Para Rennó, agir em conformidade com a natureza é uma máxima filosófica cada vez mais abandonada e, neste diálogo, ele nos explica como a relação entre a natureza e o ser humano se apresenta filosoficamente ao longo da História (a partir de uma perspectiva de neutralidade) e como é que chegamos ao que ele define como mito da neutralidade da natureza, ou seja, a natureza como algo passivo, como se pudéssemos fazer dela o que bem entendêssemos. Em suas reflexões, o pesquisador também elucida como a desvalorização da dimensão filosófica do cuidado atravessa a ideia de natureza que temos hoje.
Ao ressaltar que a relação entre a natureza e o ser humano não é a mesma em todas as comunidades, Rennó esclarece que diferentes povos originários apresentam perspectivas integrativas diversas. “A filosofia deve assumir o papel de nos auxiliar a viver em tempos sombrios, colocando-se em diálogo com outros campos de conhecimento e outras práticas”, diz o pesquisador, que cita como exemplo a ética alimentar. Marginalizada ao longo dos anos, ela deve ter centralidade no debate filosófico atual. “Olhar para experiências que desafiam o modo como nos relacionamos com a natureza é uma das principais tarefas da filosofia hoje”, acrescenta o professor. Confira, a seguir, a entrevista feita pela Anpof com exclusividade para Revista Humanitas.
Vivemos um momento definido como antropoceno. Os humanos são capazes de alterar toda a natureza do planeta, colocando em risco a própria sobrevivência. Assim, a relação entre o ser humano e a natureza parece cada vez mais tensa. Que tipo de auxílio a filosofia pode nos oferecer?
Leonardo Rennó: Começo a responder a essa pergunta lembrando que uma das máximas filosóficas mais básicas do pensamento grego é a κατα φυσιν, isto é, o agir em conformidade com a natureza. É claro que as variadas correntes filosóficas que emergiram na Grécia clássica lidaram à sua maneira com essa máxima, mas, no geral, todas concordavam que a natureza deveria ser tida como parâmetro para a conduta humana. Portanto, a filosofia não só apregoava esse conceito, como também o praticava. E seria equivocado concluir, a partir disso, que, por algum desvio de caminho, a filosofia tenha abandonado esta sua dupla vocação, a de dizer e de fazer. Consideremos agora o conceito de natureza, que Immanuel Kant defende em duas importantes obras, Crítica da razão pura e Crítica da faculdade de julgar. Na primeira, vemos a natureza no banco dos réus. Na segunda, por sua vez, é sob a noção de utilidade que a natureza é definida.
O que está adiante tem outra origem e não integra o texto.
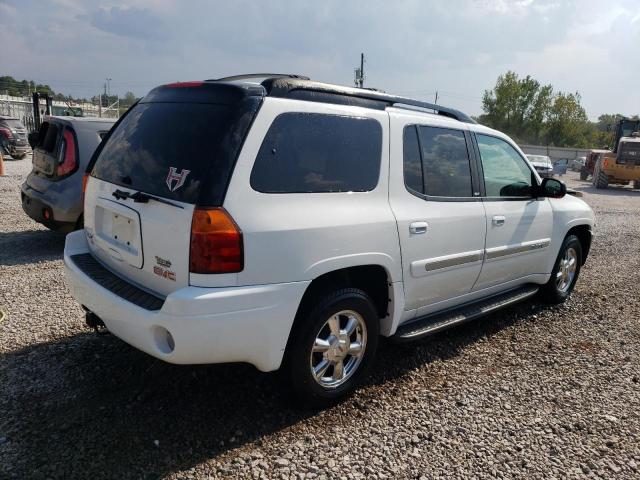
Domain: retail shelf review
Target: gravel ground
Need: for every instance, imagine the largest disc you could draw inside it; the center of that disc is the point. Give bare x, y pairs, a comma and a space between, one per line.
534, 391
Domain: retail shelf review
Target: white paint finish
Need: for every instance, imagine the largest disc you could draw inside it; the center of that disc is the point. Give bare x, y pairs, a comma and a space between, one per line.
455, 228
208, 325
525, 222
165, 231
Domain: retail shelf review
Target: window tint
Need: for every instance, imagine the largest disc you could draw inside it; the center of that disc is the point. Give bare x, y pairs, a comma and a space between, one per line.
445, 161
47, 136
310, 152
505, 172
412, 161
182, 151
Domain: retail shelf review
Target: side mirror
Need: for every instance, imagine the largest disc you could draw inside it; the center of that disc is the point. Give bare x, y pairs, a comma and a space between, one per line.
552, 188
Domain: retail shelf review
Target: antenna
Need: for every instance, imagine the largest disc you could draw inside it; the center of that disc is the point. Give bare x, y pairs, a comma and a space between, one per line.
359, 73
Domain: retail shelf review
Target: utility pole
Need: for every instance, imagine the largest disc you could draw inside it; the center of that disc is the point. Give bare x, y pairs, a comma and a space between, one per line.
359, 80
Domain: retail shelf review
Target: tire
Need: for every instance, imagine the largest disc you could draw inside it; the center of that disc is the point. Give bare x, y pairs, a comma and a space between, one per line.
600, 179
564, 275
345, 307
584, 173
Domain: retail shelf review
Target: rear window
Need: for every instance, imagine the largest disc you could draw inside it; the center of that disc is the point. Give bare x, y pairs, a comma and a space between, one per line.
311, 152
182, 151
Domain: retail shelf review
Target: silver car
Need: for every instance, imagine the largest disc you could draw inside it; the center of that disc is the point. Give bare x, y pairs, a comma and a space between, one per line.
52, 193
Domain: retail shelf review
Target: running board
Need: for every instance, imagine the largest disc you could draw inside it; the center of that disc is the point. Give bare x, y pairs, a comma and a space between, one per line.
436, 322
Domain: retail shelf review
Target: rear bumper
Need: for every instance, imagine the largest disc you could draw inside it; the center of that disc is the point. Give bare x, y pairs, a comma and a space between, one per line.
42, 213
35, 202
208, 325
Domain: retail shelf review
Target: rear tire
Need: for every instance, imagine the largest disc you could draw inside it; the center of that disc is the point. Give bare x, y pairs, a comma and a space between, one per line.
584, 173
332, 347
565, 272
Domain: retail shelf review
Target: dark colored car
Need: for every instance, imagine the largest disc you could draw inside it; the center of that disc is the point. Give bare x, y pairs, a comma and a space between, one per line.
13, 137
52, 193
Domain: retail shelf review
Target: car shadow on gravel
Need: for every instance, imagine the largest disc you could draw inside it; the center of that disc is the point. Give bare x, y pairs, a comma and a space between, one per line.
90, 406
24, 247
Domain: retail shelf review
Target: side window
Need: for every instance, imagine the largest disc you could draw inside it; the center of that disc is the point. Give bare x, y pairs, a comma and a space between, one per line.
411, 160
445, 161
505, 172
311, 152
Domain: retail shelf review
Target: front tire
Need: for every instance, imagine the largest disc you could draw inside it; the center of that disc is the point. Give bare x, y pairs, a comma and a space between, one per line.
565, 272
332, 347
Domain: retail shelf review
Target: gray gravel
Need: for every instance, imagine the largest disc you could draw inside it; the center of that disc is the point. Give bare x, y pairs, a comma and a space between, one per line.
534, 391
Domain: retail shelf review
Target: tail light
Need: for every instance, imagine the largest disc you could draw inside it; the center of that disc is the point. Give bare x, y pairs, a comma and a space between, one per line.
216, 242
5, 132
68, 160
85, 179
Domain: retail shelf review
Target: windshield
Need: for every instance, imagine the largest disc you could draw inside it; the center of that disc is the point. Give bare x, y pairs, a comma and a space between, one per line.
541, 159
181, 151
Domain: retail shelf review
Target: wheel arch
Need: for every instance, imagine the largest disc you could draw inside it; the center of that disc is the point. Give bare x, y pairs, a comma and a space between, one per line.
374, 279
583, 232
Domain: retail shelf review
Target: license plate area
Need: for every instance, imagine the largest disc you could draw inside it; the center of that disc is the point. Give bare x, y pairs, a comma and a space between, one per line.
118, 232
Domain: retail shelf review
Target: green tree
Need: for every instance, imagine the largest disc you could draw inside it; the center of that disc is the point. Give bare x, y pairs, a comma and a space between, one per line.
518, 106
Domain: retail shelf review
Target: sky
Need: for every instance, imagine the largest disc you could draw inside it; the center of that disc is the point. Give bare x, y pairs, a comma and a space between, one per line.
412, 47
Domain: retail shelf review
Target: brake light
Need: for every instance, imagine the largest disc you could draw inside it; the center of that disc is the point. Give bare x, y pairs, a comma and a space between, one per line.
216, 242
184, 84
6, 133
68, 153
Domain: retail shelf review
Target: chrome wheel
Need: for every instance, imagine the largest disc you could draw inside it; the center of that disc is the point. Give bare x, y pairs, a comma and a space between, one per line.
567, 270
338, 349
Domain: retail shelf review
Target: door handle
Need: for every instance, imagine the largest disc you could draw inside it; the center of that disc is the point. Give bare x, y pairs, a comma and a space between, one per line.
417, 228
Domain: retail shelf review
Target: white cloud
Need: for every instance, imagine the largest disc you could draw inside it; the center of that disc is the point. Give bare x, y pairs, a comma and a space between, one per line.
456, 47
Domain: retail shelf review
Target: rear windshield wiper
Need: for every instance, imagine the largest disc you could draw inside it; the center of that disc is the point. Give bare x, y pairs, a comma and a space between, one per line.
139, 197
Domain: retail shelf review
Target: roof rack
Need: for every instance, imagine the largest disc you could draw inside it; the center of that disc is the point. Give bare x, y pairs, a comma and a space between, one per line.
296, 86
249, 76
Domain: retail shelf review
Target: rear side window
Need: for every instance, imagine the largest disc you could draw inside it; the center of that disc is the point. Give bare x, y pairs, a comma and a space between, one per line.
47, 137
181, 151
311, 152
436, 162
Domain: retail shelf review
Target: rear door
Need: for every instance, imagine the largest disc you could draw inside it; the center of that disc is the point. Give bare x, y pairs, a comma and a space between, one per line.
45, 153
440, 217
160, 161
518, 226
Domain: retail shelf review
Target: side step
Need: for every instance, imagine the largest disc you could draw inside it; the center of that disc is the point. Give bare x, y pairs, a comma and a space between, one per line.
435, 322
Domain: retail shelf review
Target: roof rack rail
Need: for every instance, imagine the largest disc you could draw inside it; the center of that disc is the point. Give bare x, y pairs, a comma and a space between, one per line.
293, 86
249, 76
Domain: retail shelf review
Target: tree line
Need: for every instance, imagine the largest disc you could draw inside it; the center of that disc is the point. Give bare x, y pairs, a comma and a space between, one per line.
23, 88
532, 113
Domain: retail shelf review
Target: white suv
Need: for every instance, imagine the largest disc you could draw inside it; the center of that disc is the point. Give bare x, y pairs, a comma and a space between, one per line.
288, 223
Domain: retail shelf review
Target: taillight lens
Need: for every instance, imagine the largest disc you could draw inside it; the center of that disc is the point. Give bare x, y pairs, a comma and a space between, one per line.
68, 159
216, 242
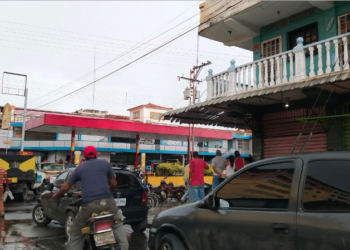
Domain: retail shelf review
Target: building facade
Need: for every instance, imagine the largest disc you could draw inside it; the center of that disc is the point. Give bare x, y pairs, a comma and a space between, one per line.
294, 93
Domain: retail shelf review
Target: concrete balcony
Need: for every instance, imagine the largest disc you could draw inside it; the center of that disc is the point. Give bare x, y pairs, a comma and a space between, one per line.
303, 66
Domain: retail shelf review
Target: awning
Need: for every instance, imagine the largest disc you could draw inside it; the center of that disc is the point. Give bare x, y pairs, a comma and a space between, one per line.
64, 124
217, 111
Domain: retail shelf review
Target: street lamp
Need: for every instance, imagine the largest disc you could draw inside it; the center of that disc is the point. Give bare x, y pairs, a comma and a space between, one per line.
11, 90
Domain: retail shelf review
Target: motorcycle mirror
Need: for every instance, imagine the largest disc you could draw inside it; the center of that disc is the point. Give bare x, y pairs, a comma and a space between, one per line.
58, 183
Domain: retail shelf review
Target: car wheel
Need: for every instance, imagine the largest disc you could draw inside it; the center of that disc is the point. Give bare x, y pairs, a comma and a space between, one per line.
171, 242
39, 216
140, 227
69, 222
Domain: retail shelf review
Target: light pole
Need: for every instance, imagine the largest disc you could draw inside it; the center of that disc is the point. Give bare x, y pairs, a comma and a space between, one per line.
19, 92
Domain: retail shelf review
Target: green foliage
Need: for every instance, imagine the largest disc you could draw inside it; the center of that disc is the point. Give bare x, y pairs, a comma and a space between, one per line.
170, 169
209, 172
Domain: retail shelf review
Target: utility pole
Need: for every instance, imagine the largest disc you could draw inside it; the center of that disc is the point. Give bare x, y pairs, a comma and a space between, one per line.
192, 94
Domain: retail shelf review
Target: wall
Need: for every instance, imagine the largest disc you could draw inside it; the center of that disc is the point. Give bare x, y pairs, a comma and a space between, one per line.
321, 17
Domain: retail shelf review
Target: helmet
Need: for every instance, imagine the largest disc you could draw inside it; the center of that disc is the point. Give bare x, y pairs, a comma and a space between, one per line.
90, 152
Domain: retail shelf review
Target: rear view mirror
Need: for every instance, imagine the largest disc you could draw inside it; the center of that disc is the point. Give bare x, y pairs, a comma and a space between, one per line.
210, 201
58, 183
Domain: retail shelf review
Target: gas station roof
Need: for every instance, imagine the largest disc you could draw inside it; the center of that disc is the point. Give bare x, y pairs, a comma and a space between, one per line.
56, 123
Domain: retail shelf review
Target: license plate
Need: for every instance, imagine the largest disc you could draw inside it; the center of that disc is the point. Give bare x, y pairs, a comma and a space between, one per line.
121, 202
104, 238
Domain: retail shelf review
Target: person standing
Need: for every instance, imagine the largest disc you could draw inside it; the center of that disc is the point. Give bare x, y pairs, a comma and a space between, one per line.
196, 177
3, 178
97, 183
238, 161
218, 164
230, 166
186, 194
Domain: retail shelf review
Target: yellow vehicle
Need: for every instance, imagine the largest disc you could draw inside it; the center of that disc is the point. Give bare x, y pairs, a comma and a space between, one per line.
21, 173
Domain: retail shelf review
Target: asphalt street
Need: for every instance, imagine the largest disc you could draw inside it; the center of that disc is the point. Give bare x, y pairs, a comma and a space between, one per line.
19, 232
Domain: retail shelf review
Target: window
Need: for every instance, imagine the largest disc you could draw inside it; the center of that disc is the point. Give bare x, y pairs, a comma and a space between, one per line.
327, 186
136, 115
259, 188
309, 33
155, 115
271, 47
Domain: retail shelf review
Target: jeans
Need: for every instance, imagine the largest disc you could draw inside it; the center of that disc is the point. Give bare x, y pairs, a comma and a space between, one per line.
186, 194
76, 238
197, 193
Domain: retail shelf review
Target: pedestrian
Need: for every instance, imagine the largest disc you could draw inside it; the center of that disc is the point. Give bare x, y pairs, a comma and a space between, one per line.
196, 177
238, 161
230, 166
97, 184
186, 194
218, 164
3, 182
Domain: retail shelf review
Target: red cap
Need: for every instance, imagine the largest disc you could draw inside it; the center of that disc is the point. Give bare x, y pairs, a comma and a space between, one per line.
89, 152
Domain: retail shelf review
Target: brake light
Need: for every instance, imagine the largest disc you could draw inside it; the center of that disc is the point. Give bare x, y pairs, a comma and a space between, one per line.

À luz dessa concepção moderna, portanto, a natureza não passaria de um grande jardim do Éden que merece ser explorado para uso da humanidade, ou, mais rigorosamente, para uso responsável da razão. Mesmo esta última emenda não enfraquece em nada o caráter passivo que é ali atribuído ao conceito de natureza. Assim, se pudéssemos propor uma comparação um tanto apressada, poderíamos dizer que, enquanto a natureza, para os Antigos, era reconhecida como o metro da vida humana, algo diante do qual, nós, seres humanos, em alguma medida, deveríamos nos curvar, para os Modernos é a natureza quem deve se dobrar, como um repositório inesgotável de riqueza, cujos segredos, para lembrarmos Francis Bacon, deveriam ser extraídos mediante tortura nos laboratórios científicos.
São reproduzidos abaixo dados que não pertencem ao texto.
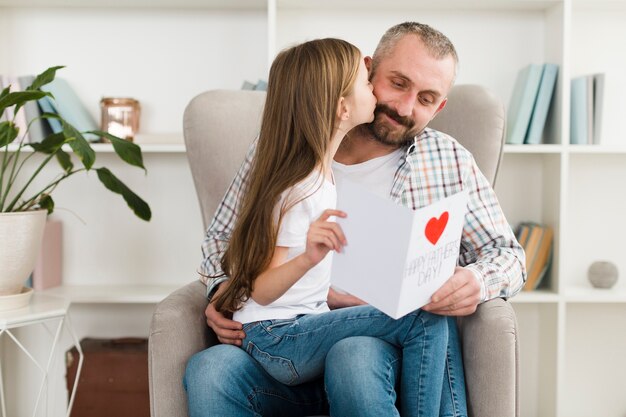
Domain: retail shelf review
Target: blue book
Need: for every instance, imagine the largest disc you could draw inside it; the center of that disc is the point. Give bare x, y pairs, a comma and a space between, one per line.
522, 103
39, 128
598, 105
46, 105
69, 107
542, 104
579, 123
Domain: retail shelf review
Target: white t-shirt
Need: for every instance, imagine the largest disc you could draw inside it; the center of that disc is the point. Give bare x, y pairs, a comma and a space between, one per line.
308, 295
376, 174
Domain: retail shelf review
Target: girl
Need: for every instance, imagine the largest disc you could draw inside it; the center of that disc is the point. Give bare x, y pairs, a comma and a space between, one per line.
278, 257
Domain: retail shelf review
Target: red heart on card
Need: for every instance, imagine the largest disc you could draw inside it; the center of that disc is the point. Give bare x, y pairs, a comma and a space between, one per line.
435, 227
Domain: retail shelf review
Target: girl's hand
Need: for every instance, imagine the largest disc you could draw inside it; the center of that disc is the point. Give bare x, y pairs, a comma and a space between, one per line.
324, 236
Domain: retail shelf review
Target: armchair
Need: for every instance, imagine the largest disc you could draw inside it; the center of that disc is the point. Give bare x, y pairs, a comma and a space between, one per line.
218, 128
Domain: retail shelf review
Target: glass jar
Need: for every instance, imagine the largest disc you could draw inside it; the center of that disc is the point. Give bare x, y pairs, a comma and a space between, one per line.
120, 117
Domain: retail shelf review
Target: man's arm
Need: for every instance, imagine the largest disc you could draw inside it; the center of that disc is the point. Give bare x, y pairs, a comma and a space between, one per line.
213, 247
492, 262
221, 227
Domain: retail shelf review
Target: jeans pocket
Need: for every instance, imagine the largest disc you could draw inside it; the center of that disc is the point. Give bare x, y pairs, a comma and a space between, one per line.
281, 369
278, 323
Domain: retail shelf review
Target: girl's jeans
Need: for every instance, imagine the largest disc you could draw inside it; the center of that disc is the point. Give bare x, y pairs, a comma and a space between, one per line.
293, 351
360, 380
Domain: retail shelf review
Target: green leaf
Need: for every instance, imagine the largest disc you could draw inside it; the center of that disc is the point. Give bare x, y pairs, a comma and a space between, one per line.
8, 133
18, 99
139, 207
64, 160
128, 151
51, 144
44, 78
46, 202
79, 145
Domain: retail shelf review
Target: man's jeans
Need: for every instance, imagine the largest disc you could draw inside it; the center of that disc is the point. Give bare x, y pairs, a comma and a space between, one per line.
294, 351
361, 376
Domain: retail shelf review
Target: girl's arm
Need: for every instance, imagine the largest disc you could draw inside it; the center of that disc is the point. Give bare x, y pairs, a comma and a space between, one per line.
322, 237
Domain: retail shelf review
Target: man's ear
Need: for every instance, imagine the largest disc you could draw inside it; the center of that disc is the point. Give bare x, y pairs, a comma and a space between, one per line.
441, 106
368, 63
343, 112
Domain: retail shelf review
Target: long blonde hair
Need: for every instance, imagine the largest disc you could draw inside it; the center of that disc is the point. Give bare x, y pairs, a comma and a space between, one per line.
304, 87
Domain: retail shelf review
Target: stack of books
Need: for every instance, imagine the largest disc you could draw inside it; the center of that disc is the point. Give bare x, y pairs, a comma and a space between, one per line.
537, 241
530, 104
33, 128
586, 109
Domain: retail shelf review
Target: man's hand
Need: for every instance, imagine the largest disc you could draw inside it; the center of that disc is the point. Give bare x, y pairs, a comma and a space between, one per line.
339, 300
228, 331
459, 296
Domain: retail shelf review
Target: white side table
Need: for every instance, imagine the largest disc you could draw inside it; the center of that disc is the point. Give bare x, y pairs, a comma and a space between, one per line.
42, 310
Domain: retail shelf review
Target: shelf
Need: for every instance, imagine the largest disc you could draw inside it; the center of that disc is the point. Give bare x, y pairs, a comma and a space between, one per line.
151, 4
534, 149
597, 149
419, 4
535, 297
113, 294
108, 148
594, 295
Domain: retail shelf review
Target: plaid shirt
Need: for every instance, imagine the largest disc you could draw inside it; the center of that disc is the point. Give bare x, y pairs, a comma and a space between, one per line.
435, 166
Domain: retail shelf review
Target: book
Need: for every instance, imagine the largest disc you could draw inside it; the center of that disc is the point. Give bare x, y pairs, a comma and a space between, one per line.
522, 103
67, 105
541, 260
531, 247
542, 104
396, 258
598, 106
579, 111
39, 128
247, 85
20, 118
261, 85
522, 234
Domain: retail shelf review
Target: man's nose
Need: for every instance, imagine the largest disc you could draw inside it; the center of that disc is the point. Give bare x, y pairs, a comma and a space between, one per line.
404, 104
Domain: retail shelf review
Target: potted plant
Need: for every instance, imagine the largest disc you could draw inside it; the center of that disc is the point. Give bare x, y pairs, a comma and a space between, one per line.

Na sua opinião, qual é a definição de natureza que melhor se adequaria aos diversos desafios que a humanidade tem enfrentado desde o início do século passado?
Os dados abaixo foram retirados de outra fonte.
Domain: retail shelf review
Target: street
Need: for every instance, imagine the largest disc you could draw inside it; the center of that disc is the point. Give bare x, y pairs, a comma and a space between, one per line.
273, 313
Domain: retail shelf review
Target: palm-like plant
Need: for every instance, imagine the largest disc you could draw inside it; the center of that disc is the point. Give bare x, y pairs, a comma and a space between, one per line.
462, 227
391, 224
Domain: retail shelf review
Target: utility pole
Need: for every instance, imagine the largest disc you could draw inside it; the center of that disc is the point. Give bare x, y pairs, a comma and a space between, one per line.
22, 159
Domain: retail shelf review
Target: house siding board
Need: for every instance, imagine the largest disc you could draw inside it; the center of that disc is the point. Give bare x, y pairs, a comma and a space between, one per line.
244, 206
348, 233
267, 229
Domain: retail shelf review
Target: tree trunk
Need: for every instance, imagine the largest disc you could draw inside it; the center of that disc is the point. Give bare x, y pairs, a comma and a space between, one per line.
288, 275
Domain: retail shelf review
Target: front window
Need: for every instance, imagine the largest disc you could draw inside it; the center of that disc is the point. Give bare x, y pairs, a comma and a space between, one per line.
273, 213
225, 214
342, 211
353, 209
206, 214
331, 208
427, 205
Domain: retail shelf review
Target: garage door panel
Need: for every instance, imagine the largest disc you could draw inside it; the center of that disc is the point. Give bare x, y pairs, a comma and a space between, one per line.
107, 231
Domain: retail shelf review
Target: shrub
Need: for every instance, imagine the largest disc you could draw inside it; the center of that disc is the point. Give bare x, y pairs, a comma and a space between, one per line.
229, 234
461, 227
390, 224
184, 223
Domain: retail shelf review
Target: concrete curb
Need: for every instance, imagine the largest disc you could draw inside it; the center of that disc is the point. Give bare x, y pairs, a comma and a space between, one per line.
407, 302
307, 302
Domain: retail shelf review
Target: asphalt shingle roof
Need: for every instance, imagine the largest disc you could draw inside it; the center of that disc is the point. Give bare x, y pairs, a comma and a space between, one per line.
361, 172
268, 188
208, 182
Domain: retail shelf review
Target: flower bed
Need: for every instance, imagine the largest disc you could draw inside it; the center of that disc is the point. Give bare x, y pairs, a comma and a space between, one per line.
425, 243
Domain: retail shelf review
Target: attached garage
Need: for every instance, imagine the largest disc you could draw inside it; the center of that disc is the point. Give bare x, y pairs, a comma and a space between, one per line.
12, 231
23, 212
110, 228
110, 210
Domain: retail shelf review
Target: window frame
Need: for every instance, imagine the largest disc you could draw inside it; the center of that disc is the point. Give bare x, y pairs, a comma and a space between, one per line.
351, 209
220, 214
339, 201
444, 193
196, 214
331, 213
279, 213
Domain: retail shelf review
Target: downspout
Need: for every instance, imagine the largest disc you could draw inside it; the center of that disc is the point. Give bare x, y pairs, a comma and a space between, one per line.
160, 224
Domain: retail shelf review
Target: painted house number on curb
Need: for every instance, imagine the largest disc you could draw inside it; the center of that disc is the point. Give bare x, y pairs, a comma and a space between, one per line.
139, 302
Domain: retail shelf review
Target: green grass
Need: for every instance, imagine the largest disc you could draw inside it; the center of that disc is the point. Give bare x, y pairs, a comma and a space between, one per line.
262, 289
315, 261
Parece-me evidente que uma grande mutação na nossa compreensão do conceito de natureza ocorreu ao longo desses mais de dois milênios e que, em grande medida, tal mudança foi autorizada (e mesmo produzida) pelo discurso filosófico. O que se manteve, e é isto que eu gostaria de frisar, foi este duplo procedimento do discurso filosófico, de criação ou autorização das ideias e também de execução delas. Não acho mesmo que, atualmente, possamos continuar admitindo que a filosofia seja inofensiva ou que, no pior dos cenários, seu potencial perigoso se mantenha circunscrito ao plano das ideias, que nunca toca efetivamente a realidade do mundo sublunar. Ou, ao contrário, que ela não deveria macular sua sublime reflexão com a lama das vidas humanas. Na verdade, é precisamente estas versões de um mesmo preconceito fundamental que torna a filosofia algo realmente danoso. Neste sentido, acredito que ela pode, de fato, nos ajudar a enfrentar estes novos tempos sombrios, com os quais ela própria colaborou na criação, na medida em que reconheça sua capacidade também de executora de ideias e consiga, por esta razão, identificar quais são as boas – o que implica um diálogo contínuo com os diferentes estratos da sociedade – e como elas podem favorecer na solução dos problemas atuais – o que pressupõe uma interação permanente com os diversos setores da produção de conhecimentos.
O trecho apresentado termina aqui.